She’s dreaming, fitfully, unable to wake up, not quite able to rest peacefully.
Perhaps this is for the best. A suitable punishment.
In the absence of new input, her mind does what it’s meant to do. It remembers.
Flashes of panic - bombs at Jason Quill’s house - Otto, running away, after somebody - Alycia Chin, gathering up bombs, handing them over for safekeeping - a dark future - a horrifically scarred other self - the return trip.
Leo. That’s when I lost Leo.
The time tunnel twisted and bucked. She realized much later what had happened. Adam had twisted the “present”, the one to which the team was trying to return. The power of his wish warped local spacetime, like closing one window and opening another one. The problem was, the Phoenix had already aimed at the old one, and was flying in fast.
There was a crack-up, like a bird hitting a window. Otto ejected, saving everyone inside of him. But Leo had been in the Phoenix cockpit. And he and the Phoenix–
We didn’t know, at the time. Adam took it especially hard. He and Leo had been bonding, after going through the difficulties of losing Sol. Both of them blaming themselves, both waiting for the other to hate him. He’d held onto a Keynome. He was ready to give it up.

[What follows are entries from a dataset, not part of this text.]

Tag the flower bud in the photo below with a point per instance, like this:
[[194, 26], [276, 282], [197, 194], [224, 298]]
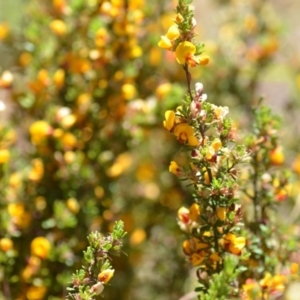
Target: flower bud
[[97, 288]]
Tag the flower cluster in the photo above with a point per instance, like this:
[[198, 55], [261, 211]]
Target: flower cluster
[[89, 281], [208, 135]]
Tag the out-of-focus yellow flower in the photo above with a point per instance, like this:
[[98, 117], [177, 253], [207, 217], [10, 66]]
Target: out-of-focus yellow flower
[[69, 140], [121, 164], [296, 165], [185, 54], [155, 56], [39, 131], [221, 213], [277, 156], [174, 168], [25, 59], [78, 64], [6, 244], [59, 78], [68, 121], [234, 244], [36, 292], [6, 79], [169, 119], [40, 203], [40, 247], [163, 89], [298, 81], [128, 91], [69, 157], [4, 156], [15, 180], [58, 27], [16, 209], [101, 37], [294, 268], [73, 205], [185, 134], [137, 236], [106, 275], [4, 31], [37, 171], [20, 217], [194, 212], [59, 5], [136, 51], [216, 144]]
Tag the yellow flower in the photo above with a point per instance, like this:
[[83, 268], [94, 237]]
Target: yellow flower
[[185, 54], [169, 119], [106, 275], [234, 244], [174, 168], [220, 111], [163, 89], [40, 247], [73, 205], [173, 33], [197, 259], [6, 244], [216, 144], [210, 153], [37, 171], [36, 292], [4, 31], [185, 133], [39, 130], [166, 40], [183, 215], [6, 79], [194, 212], [183, 51], [294, 268], [277, 156], [59, 78], [296, 165], [69, 140], [137, 236], [179, 18], [221, 213], [128, 91], [4, 156], [58, 27], [101, 37], [165, 43]]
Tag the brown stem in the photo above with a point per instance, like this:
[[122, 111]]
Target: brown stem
[[188, 79]]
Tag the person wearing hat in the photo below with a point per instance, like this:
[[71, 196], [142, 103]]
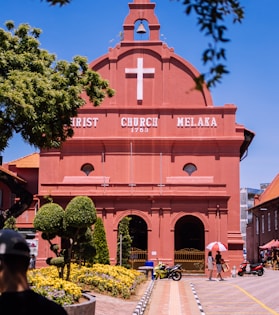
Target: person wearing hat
[[16, 297]]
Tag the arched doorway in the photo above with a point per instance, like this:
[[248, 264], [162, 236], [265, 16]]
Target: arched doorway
[[189, 244], [138, 233]]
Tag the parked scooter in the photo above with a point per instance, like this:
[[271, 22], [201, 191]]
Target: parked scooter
[[247, 268], [161, 271]]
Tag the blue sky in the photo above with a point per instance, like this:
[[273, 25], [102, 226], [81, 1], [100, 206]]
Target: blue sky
[[89, 28]]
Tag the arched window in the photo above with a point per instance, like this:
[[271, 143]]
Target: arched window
[[189, 168], [87, 168]]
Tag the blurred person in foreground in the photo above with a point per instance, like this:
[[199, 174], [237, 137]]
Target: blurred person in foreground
[[16, 297]]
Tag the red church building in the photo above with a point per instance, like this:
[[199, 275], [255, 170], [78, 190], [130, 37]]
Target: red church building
[[158, 151]]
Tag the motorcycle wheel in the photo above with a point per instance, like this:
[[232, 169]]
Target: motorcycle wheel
[[176, 275]]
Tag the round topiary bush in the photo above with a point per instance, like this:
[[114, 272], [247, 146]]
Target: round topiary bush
[[49, 219]]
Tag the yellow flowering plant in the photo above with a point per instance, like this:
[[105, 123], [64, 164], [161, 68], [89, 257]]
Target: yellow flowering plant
[[113, 280]]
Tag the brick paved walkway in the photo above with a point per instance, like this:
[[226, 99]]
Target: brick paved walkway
[[248, 295]]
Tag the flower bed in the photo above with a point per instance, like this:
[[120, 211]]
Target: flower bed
[[113, 280]]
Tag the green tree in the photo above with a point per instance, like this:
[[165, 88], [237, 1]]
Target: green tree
[[100, 243], [71, 225], [39, 94], [124, 243], [212, 19]]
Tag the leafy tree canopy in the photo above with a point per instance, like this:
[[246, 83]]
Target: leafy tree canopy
[[211, 18], [39, 94]]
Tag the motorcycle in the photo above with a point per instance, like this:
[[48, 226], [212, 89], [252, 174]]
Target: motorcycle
[[161, 271], [247, 268]]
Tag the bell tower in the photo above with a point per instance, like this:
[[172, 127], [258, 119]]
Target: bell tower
[[143, 11]]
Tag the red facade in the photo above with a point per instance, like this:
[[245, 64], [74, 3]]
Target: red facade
[[160, 151]]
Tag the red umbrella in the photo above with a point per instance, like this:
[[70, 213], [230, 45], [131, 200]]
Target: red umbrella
[[217, 246]]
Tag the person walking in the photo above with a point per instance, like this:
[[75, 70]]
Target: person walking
[[210, 264], [16, 296], [218, 260]]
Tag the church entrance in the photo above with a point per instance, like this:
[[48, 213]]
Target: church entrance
[[189, 244], [138, 233]]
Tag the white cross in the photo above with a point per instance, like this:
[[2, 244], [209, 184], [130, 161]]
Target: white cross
[[140, 71]]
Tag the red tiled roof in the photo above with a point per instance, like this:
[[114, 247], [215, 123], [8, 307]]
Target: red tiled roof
[[12, 174], [271, 192], [29, 161]]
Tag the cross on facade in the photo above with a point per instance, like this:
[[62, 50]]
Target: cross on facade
[[140, 71]]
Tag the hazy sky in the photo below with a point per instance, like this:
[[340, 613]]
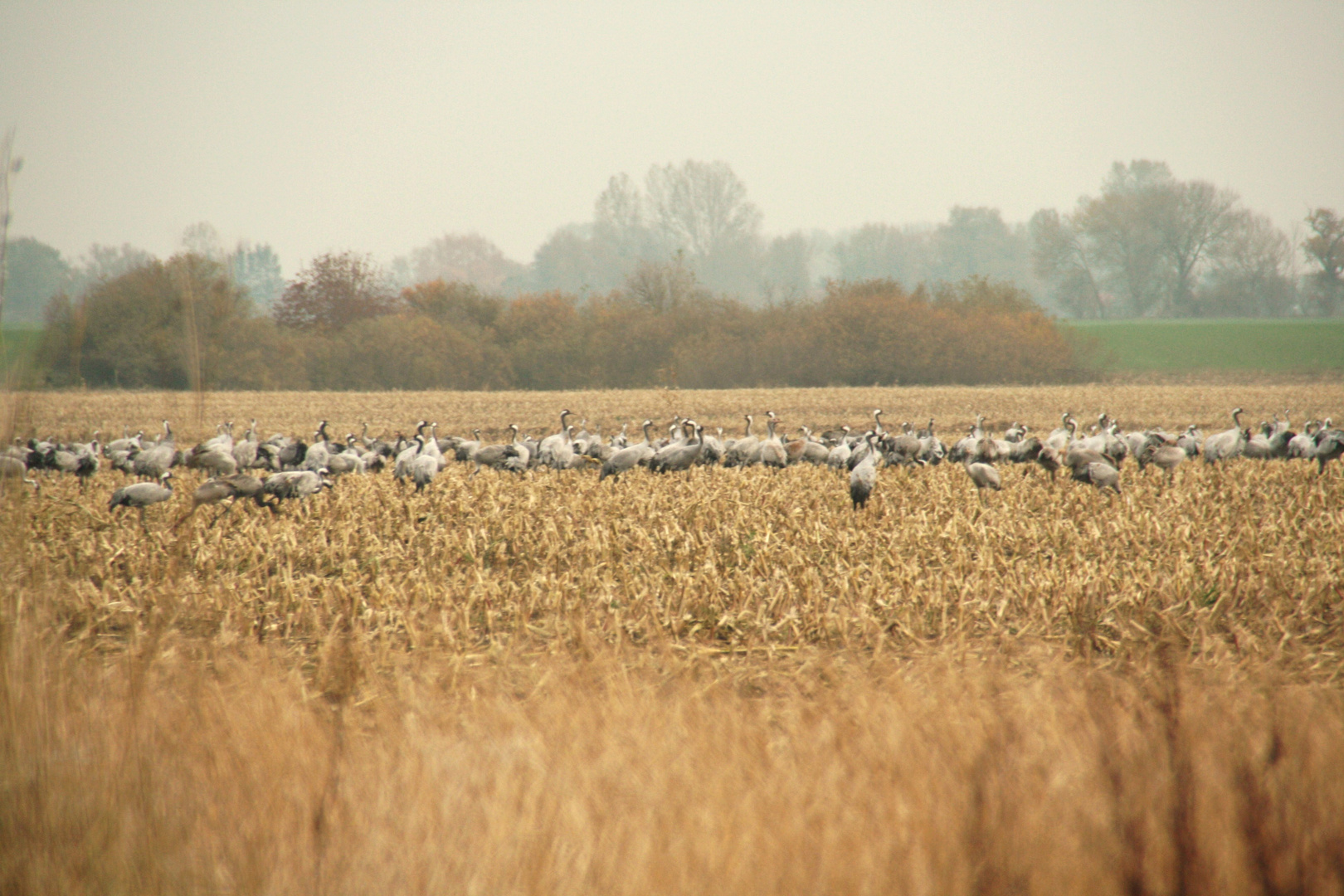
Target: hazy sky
[[377, 127]]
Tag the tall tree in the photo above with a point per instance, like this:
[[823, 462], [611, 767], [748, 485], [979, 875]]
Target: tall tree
[[1326, 247], [1250, 275], [257, 269], [463, 257], [977, 242], [160, 325], [884, 251], [1062, 256], [785, 268], [1122, 227], [335, 290], [702, 207]]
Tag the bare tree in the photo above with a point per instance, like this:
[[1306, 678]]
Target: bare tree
[[663, 285], [1252, 273], [1064, 256], [702, 207], [463, 257], [10, 165], [1326, 247], [1194, 221], [1121, 227]]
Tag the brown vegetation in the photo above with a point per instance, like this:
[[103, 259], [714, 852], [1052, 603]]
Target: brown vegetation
[[724, 681], [338, 328]]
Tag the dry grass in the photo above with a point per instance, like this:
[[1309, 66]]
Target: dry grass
[[722, 681]]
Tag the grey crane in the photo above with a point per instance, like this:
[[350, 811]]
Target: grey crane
[[1191, 441], [1101, 475], [1329, 445], [555, 449], [772, 449], [227, 488], [158, 460], [839, 455], [738, 453], [680, 457], [629, 457], [296, 484], [1166, 457], [143, 494], [12, 468], [863, 477], [1229, 444], [425, 466], [983, 476]]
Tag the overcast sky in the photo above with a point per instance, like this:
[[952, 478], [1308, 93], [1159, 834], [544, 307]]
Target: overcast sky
[[377, 127]]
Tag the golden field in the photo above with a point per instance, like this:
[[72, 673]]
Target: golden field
[[717, 681]]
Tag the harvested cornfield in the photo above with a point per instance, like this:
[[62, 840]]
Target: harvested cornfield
[[718, 680]]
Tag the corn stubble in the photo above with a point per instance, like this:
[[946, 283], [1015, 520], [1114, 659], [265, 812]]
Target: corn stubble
[[718, 681]]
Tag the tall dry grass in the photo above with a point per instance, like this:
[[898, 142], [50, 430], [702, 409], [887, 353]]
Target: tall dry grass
[[723, 681]]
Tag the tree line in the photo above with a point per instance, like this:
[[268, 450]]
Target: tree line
[[1147, 245], [342, 324]]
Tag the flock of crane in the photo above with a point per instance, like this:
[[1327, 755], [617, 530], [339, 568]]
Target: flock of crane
[[297, 469]]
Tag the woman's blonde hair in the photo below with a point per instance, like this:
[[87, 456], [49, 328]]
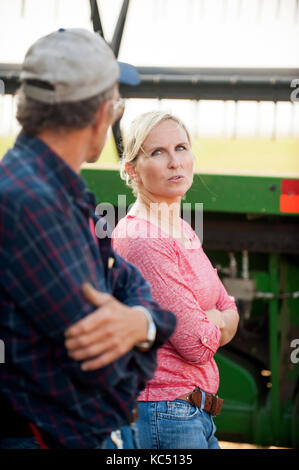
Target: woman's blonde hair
[[136, 135]]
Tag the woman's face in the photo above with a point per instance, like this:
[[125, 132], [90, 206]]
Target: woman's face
[[164, 169]]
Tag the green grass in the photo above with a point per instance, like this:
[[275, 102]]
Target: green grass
[[218, 155]]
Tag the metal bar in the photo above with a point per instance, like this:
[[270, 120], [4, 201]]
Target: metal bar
[[213, 84], [115, 45], [117, 36], [273, 343], [199, 84], [119, 29], [95, 17]]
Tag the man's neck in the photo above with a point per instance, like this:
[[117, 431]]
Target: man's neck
[[71, 146]]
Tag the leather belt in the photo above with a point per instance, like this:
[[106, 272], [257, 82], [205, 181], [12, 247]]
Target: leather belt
[[213, 403]]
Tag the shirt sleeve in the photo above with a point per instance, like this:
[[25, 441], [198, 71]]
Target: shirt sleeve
[[132, 289], [43, 265], [196, 339]]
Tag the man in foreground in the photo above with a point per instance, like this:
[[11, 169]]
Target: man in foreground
[[53, 269]]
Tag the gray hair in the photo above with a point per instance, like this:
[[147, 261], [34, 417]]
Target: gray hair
[[35, 116]]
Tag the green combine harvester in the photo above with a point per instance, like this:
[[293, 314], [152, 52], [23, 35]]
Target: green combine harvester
[[251, 235]]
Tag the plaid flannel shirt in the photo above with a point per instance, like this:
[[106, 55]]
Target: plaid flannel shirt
[[46, 252]]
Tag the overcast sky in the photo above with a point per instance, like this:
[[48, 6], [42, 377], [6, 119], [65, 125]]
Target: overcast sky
[[194, 33]]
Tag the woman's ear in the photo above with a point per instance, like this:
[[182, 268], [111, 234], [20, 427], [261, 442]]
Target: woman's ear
[[131, 171]]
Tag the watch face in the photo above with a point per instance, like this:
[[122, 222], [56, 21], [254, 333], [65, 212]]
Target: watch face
[[151, 334]]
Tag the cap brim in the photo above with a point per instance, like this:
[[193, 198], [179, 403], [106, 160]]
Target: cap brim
[[128, 74]]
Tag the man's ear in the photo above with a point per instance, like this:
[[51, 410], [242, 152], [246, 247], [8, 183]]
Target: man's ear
[[102, 117]]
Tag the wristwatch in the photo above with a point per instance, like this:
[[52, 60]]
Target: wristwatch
[[151, 331]]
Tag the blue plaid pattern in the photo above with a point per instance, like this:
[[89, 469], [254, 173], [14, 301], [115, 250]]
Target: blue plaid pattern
[[46, 252]]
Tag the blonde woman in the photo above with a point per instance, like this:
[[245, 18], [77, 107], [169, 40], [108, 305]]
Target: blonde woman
[[177, 406]]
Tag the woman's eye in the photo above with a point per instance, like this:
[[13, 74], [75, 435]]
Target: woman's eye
[[156, 152]]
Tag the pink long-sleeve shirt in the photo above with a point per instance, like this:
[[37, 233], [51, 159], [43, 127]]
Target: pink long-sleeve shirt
[[184, 281]]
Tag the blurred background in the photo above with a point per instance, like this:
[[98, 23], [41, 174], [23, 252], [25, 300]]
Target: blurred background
[[228, 135]]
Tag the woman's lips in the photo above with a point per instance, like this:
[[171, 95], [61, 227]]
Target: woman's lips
[[176, 178]]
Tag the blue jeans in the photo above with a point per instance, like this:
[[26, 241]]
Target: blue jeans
[[175, 425], [125, 438]]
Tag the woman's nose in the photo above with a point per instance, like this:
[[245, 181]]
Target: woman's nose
[[173, 160]]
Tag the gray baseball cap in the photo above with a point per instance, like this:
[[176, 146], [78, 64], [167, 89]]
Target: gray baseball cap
[[75, 63]]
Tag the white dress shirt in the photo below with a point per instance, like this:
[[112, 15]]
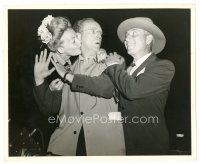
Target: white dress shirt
[[138, 63]]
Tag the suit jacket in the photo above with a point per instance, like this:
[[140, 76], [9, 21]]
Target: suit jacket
[[79, 109], [143, 97]]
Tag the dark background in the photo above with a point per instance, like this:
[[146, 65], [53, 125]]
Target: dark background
[[23, 44]]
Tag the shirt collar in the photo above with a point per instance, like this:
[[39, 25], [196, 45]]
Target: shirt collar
[[88, 58], [142, 59]]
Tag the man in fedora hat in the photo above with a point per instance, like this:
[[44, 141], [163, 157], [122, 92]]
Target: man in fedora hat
[[143, 87]]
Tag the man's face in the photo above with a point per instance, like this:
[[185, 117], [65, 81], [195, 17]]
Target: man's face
[[135, 41], [70, 44], [91, 35]]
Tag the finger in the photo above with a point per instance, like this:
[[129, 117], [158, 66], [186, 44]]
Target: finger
[[49, 58], [55, 65], [55, 81], [41, 55], [51, 70], [36, 59], [54, 58], [58, 84], [61, 86], [45, 55]]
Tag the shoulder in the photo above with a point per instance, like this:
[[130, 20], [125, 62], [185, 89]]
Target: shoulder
[[162, 63]]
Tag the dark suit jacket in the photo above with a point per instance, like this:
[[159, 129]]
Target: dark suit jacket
[[142, 102]]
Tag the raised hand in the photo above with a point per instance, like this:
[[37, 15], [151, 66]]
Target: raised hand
[[59, 67], [56, 85], [114, 58], [41, 70]]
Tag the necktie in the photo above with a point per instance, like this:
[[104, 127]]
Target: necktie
[[130, 67]]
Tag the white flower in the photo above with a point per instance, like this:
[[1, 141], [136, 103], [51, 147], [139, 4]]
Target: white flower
[[43, 32], [101, 55], [46, 21]]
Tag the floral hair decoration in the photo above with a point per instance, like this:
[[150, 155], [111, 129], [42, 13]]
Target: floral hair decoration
[[43, 32]]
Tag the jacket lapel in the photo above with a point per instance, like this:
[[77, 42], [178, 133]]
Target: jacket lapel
[[144, 64]]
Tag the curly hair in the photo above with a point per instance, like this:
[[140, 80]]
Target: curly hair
[[78, 25], [57, 27]]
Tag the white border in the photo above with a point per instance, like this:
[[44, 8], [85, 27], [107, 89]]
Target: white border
[[149, 5]]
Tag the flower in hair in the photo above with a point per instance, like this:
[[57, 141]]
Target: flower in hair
[[43, 32]]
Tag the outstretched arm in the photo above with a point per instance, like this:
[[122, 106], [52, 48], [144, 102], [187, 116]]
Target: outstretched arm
[[48, 101], [155, 79]]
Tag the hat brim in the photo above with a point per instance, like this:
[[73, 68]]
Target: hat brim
[[159, 38]]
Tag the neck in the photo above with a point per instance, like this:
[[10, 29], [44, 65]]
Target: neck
[[87, 52], [139, 55], [66, 58]]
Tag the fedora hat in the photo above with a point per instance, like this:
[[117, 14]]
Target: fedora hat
[[147, 25]]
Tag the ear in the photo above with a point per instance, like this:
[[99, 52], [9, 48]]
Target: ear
[[60, 50], [125, 43], [149, 39], [78, 36]]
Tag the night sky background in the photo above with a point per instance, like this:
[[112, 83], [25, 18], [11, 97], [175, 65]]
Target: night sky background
[[23, 45]]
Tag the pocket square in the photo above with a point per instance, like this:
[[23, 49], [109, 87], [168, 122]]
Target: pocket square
[[115, 116], [142, 71]]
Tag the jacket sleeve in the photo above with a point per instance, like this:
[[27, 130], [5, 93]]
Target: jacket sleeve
[[49, 102], [100, 86], [155, 79]]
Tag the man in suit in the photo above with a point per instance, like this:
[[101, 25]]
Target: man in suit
[[143, 87], [82, 130]]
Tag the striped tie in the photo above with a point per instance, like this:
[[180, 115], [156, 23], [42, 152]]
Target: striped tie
[[130, 67]]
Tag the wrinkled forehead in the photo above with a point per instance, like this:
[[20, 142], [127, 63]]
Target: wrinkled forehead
[[68, 34], [90, 24], [134, 31]]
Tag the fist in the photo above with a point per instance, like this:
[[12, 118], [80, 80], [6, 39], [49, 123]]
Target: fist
[[56, 85]]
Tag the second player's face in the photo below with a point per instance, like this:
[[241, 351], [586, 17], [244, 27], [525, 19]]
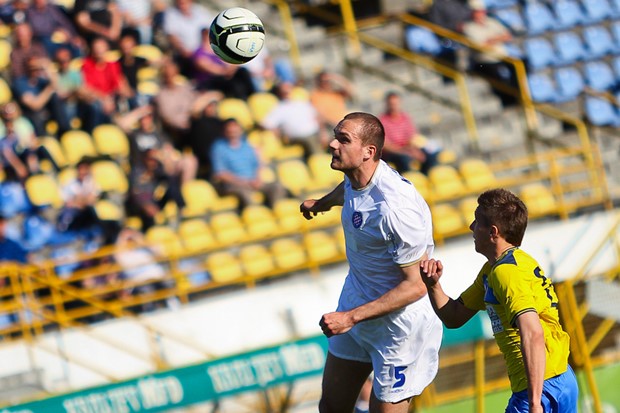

I was suffering too. I wasn’t so clear-headed. “Give it to me,” I’d said. “I’ll keep it safe.”
Oh, certainly, I could do that much. I presented a case with airtight logic why an immortal gynoid was the best protector for a power like that. And Adam believed me.
The power of the Keynome could change things. Adam had proved it. And it was, basically, a machine. It was, at bottom, a very sophisticated piece of neurotech. She knew these things very, very well.
That was Concord’s last day as a superhero.
That was the day Doctor Infinity was born.